The environment that surrounds breast cancer cells is crucial to the cells migrating to other parts of the body and taking root, according to a study arguing that new treatments could be developed around a molecule that is part of the process.
The molecule, DDR2, is involved in communication between migrating cancer cells and the mesenchymal stem cells surrounding them, and paves the way for the tumor to settle elsewhere.
The study, “Mesenchymal Stem Cell-Induced DDR2 Mediates Stromal-Breast Cancer Interactions and Metastasis Growth,” appeared in the journal Cell Reports.
“A role for the tumor microenvironment in metastasis [the spread of cancer] is being unraveled,” Celina Kleer, MD, a professor of Pathology at the University of Michigan Medical School and senior author of the study, said in a press release. “If we can understand these mechanisms, we can find ways to inhibit them and prevent metastasis.”
Kleer’s team believed the molecular and cellular environment surrounding the spread of cancer could offer clues to how and why tumor cells take root elsewhere.
The team examined healthy tissue from breast cancer patients whose cancer was spreading.
Among the cells near the tumors were mesenchymal stem cells. Earlier research had shown that this cell type influences cancer growth. Kleer’s team discovered the stem cells are involved in the spread of cancer as well.
Both the cancer cells and the stem cells express DDR2, a factor known as a receptor tyrosine kinase. Researchers learned how important the factor was by deleting it from lab-grown cells and mice.
When DDR2 was present, cancer and stem cells lined up in a neat pattern that included collagen. When the factor was absent, the cancer cells were disordered, and far fewer migrated.
“We discovered that DDR2 mediates the communication between mesenchymal stem cells and cancer cells,” said Kleer, director of the Breast Pathology Program at the University of Michigan Comprehensive Cancer Center.

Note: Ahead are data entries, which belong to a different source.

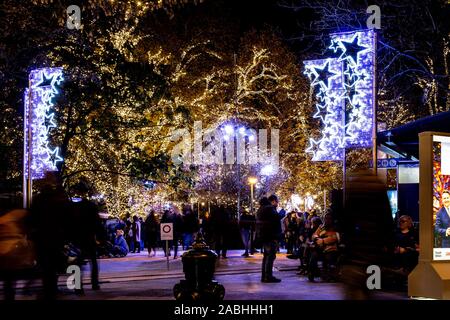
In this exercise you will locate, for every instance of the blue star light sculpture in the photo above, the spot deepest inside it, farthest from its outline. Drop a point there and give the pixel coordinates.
(38, 104)
(346, 97)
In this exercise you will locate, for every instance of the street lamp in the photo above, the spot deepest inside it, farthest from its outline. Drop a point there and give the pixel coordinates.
(239, 132)
(252, 181)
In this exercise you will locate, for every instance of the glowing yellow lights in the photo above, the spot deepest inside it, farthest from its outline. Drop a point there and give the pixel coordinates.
(252, 180)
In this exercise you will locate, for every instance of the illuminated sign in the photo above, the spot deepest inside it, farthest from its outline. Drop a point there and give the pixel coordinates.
(327, 78)
(40, 119)
(345, 90)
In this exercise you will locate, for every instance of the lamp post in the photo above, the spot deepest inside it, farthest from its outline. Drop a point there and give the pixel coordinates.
(252, 181)
(239, 133)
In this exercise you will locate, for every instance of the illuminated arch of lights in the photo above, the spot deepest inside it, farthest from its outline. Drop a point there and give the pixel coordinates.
(345, 90)
(42, 90)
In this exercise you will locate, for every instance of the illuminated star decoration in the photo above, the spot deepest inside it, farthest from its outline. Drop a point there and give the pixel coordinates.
(357, 53)
(346, 96)
(321, 112)
(43, 86)
(328, 146)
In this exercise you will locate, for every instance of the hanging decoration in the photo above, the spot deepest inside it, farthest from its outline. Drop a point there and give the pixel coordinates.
(39, 117)
(345, 91)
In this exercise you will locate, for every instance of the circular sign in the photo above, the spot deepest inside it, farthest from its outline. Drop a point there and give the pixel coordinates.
(167, 228)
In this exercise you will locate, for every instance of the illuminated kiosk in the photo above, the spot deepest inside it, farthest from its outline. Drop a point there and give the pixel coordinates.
(431, 277)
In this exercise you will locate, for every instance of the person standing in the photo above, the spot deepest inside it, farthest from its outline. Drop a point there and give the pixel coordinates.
(151, 230)
(190, 226)
(120, 248)
(268, 222)
(246, 221)
(87, 230)
(136, 234)
(221, 222)
(47, 222)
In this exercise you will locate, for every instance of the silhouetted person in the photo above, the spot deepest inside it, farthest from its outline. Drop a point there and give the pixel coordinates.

“When we inhibit this receptor in the mesenchymal stem cells, it tricks the cancer cells. The cells do not align, they do not migrate and they do not metastasize efficiently. This suggests a possible therapeutic target,” she said.

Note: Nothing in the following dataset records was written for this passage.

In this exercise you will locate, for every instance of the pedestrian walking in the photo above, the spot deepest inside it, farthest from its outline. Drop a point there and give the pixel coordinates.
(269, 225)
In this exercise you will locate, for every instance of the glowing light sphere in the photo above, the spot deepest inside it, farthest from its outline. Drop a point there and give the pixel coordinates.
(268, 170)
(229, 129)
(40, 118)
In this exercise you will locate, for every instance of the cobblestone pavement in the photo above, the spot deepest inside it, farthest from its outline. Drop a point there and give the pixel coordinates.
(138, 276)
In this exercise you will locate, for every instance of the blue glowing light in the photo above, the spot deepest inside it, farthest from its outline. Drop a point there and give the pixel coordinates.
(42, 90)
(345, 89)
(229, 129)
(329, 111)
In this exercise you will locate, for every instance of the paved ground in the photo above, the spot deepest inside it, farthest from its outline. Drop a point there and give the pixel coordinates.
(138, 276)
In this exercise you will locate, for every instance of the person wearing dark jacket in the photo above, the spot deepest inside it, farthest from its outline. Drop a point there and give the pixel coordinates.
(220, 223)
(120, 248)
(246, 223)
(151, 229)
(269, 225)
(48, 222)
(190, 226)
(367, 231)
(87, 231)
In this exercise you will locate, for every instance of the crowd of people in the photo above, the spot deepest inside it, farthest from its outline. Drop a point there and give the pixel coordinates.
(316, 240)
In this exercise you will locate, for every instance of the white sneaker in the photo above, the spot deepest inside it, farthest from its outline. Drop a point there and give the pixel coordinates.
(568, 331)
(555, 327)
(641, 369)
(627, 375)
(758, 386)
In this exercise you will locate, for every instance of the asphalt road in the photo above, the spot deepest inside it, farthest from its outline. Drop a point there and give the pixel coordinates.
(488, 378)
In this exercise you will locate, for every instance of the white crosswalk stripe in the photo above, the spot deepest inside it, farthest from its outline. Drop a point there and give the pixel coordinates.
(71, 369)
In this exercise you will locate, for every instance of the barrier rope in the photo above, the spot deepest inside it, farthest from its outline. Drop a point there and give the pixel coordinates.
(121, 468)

Blocking DDR2 might reduce the risk of metastasis, she added.
There is no known therapy for blocking DDR2 in humans, but treatments against other receptor tyrosine kinases exist, suggesting it may be possible to create such a compound. For the moment, the research team will continue studying DDR2 activation with an eye toward learning how its signaling allows metastasis formation.
“Our goal is to identify a way to interrupt breast cancer metastasis growth and invasiveness, either to prevent metastases from forming or to keep them at bay when they do develop. The microenvironment is a rich opportunity to better understand why cancer metastasizes and begin to attack that process,” Kleer said.